Consort of Ottoman Sultan Ahmed III

Emetullah Banu Kadın (امت اللہ کدین and 'Queen'; also written as Ümmetullah; died 1740) was the chief consort (BaşKadin) of the Ottoman Sultan Ahmed III. She was his favorite consort and the mother of his firstborn and favorite child, the princess Fatma Sultan.

== Biography ==
Her origins are unknown. She was born before 1690 and entered Ahmed III's harem when he was enthroned, in August 1703. In the harem, she was renamed Emetullah Banu and became Ahmed's first and favorite consort, with the title of BaşKadin (chief consort). Ahmed loved her more than his other consorts, and honoured her with a mosque, a school and a fountain.

On 22 September 1704, Emetullah give birth the firstborn of Ahmed, a daughter, Fatma Sultan, who became Ahmed's favorite child. It is unknown if she had other children.

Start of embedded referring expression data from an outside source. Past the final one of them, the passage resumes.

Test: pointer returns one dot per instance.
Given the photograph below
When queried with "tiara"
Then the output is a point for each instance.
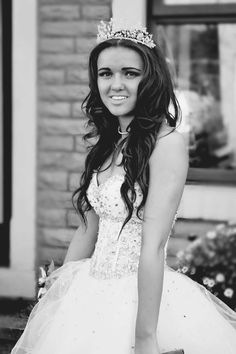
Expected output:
(106, 31)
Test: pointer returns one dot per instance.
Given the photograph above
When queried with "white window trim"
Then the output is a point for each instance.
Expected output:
(198, 201)
(19, 278)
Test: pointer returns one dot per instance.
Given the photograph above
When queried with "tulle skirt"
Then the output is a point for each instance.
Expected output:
(83, 315)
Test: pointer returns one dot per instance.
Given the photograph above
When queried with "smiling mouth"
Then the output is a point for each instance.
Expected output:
(118, 98)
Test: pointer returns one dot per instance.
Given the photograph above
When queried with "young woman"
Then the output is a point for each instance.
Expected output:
(114, 294)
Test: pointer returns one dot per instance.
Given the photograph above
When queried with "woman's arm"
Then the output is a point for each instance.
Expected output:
(168, 170)
(83, 242)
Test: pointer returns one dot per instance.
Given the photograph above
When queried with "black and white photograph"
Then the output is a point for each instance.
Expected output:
(118, 177)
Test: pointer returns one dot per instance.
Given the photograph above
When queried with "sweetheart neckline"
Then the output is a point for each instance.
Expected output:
(99, 185)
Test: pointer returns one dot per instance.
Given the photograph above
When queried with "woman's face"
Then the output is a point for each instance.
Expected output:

In 1730, the Tulip Era ended with the Patrona Halil's rebellion and Ahmed was dethroned and imprisoned, with his daughter Fatma and Fatma's husband, the Grand Vizir Ibrahim Pasha. Emetullah, with the other consorts, lost her property and jewels and was confined in the Eski Saray, where she died in 1740. She was buried in Istanbul, near the tomb of Lala Mustafa Pasha or those of Neberf Kalfa, an harem's teacher, and Abdulganf, a muezzin.

== Issue ==
By Ahmed III, Emetullah had at least a child, a daughter:

- Fatma Sultan (1704 - 1733). She was the firstborn and the favorite child of her father. She married twice and had two sons and two daughters with her second husband, the Grand Vizir Ibrahim Pasha. With him, She was the real power during the Tulip Era.

==Charity==
Emetullah was a benevolent and caring woman, very active in charity.

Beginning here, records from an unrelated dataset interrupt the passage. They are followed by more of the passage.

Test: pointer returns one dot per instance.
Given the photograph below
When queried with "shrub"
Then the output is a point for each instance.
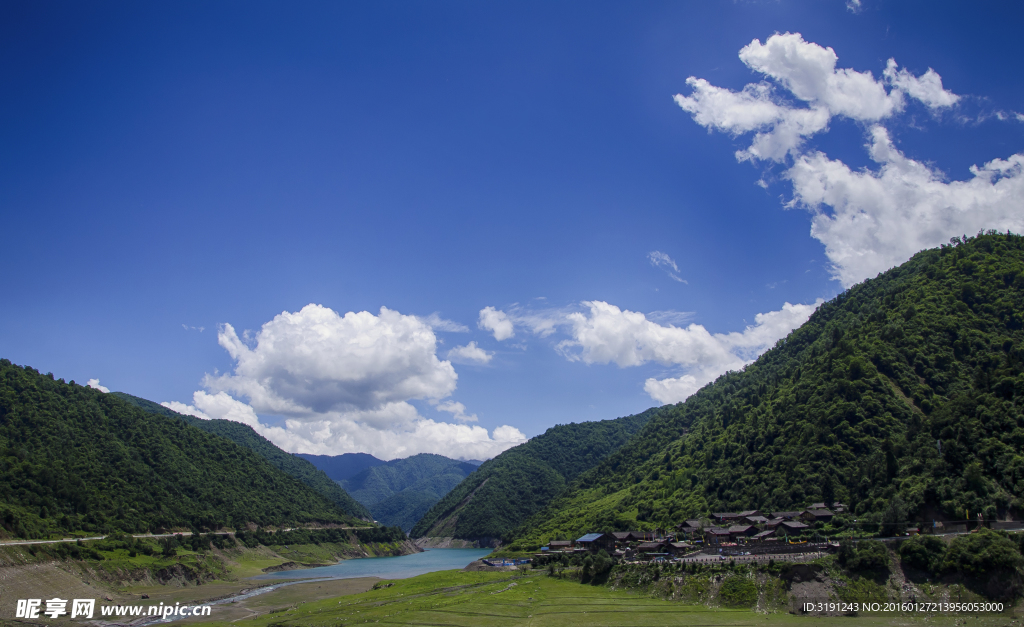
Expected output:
(985, 551)
(924, 553)
(865, 555)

In 1707, Ahmed granted her the income from a bakery in Galata, an inn in Simkeşehan with over 150 rooms, and land on which over 30 shops stood. With the money, Emetullah financed a mosque, a mekteb and a fountain, providing education to 50 children and jobs to about 100 people. In 1728, Emetullah built three more fountains at Ayazma, Imrahor and Uskudar, earning the praise of the poet Ahmed Nedim.

Most of the structures were demolished in 1956, when a new road was built between Bayezid Square and Aksaray.